As the snow fell, the wind increased to between 30-50 mph across the area, snow began to blow around and reduced visibilities. All the while the temperature crashed, temperatures were in the mid-30s when the snow fell, by noon the temperature fell to 25, and by rush hour the temperature was 15. By the morning of January 11, the temperature had fallen to the single digits, only to fall further the next day. When you combine the wind and cold, wind chill values were near zero for much of the day, as Nebraska/Iowa residents walked home from stalled cars, the wind chill was at or below 0. It was miserable on January 10. Source: Omaha TV Channel 3 – KMTV
Early in the afternoon, the liquid propane delivery truck was attempting to drive up the hill north of my house to fill the 500-gallon tank. It was drifting so badly he couldn’t make it close enough for his hose to reach and he had to give up. That evening, our electricity went out and we ran out of propane. Normally, it wouldn’t have been much of a big deal. We had a direct vent wall furnace located in the wall between the two bedrooms. A direct vent wall furnace does not need electricity to work. But there we were, my wife, our almost 1-year daughter, and me, in the dark and getting colder.
We slept best we could that night. The following morning, we received a call from my mom. Dick, my brother-in-law, was coming up to get us.
The heavy snow [approximately 12 inches] was accompanied by winds gusting as high as 80 mph which blew it into drifts as deep as 20 feet and paralyzed the region, stranding thousands of motorists and causing 15 deaths in northwestern Iowa. Source: Omaha TV Channel 3 – KMTV
We lived on top of a hill. Dick was three blocks away. But he trudges through snow drifts against the wind and arrived at our door, winded. He came in the house only for a minute to get his breath back. Then, he wrapped Sara, our daughter, in a quilt and headed out the door, down the hill through back yards. His footprints in the snow from his hike up the hill had all disappeared, covered in by the blowing snow. Terri and I followed him best we could, and appreciated the fact that the wind was behind us.

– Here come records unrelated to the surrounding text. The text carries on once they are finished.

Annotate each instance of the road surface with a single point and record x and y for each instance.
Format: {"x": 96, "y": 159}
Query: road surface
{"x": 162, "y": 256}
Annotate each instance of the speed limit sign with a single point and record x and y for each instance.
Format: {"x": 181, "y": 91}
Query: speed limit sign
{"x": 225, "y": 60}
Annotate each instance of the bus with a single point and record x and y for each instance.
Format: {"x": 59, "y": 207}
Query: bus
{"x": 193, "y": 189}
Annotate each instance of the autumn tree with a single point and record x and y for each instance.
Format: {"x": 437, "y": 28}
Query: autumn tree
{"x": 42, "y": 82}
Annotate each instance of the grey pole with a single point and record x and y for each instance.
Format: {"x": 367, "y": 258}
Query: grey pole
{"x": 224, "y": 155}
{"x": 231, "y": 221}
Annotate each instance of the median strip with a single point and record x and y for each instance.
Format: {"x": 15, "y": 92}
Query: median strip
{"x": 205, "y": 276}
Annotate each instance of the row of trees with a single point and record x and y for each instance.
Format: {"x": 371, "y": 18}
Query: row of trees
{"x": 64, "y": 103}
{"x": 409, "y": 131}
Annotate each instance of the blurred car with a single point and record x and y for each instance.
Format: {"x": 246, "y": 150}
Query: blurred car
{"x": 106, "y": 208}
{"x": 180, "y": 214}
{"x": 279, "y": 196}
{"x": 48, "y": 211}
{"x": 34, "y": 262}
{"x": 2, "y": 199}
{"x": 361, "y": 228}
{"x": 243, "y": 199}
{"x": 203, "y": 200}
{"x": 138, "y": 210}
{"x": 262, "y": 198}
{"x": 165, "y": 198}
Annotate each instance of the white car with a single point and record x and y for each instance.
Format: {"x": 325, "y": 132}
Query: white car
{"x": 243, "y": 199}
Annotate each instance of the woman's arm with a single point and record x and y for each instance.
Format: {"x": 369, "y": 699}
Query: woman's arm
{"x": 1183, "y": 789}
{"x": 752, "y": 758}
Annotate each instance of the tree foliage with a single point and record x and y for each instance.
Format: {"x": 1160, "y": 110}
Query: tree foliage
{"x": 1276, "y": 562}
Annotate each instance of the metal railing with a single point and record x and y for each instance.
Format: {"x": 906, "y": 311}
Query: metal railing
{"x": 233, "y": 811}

When we arrived at Dick and Carol’s house, mom, my stepfather, and half brother were already there with Dick and Carol’s oldest daughter. We sat in the kitchen by the gas oven, trying to stay warm. I don’t recall how long we had to stay in the crowded small area blocked off with blankets, but it was a storm I will never forget.
A few days later, one of my co-workers took me to an intersection two miles west of town. There, he showed me the remnants of a snow drift that had been over thirty-feet tall. Heavy equipment, including a dragline, was brought in to clear the intersection and corresponding roads.
My late brother, who lived in California, said he didn’t want to move back to Iowa because we had tornados and blizzards. “Ahem,” I would reply, “don’t you have earthquakes and fires that consume hundreds of square miles at a time?” Joe insisted that I was more vulnerable to an earthquake than him because I lived near the New Madrid Fault Line. “It’s right there in Missouri!” He would argue. Well, yeah. It’s in Missouri, but it’s in southeast Missouri and runs southwest into Arkansas and Oklahoma. I attempted to persuade him that he was more a target of a tornado where he lived (Temecula, CA) than I was susceptible to an earthquake in central Iowa.
Anyway, Joe left Iowa before the Blizzard of ’75 and really never experienced living through a blizzard. Lately, I discovered that a blizzard in rural Iowa is more threatening than one I lived through in the city.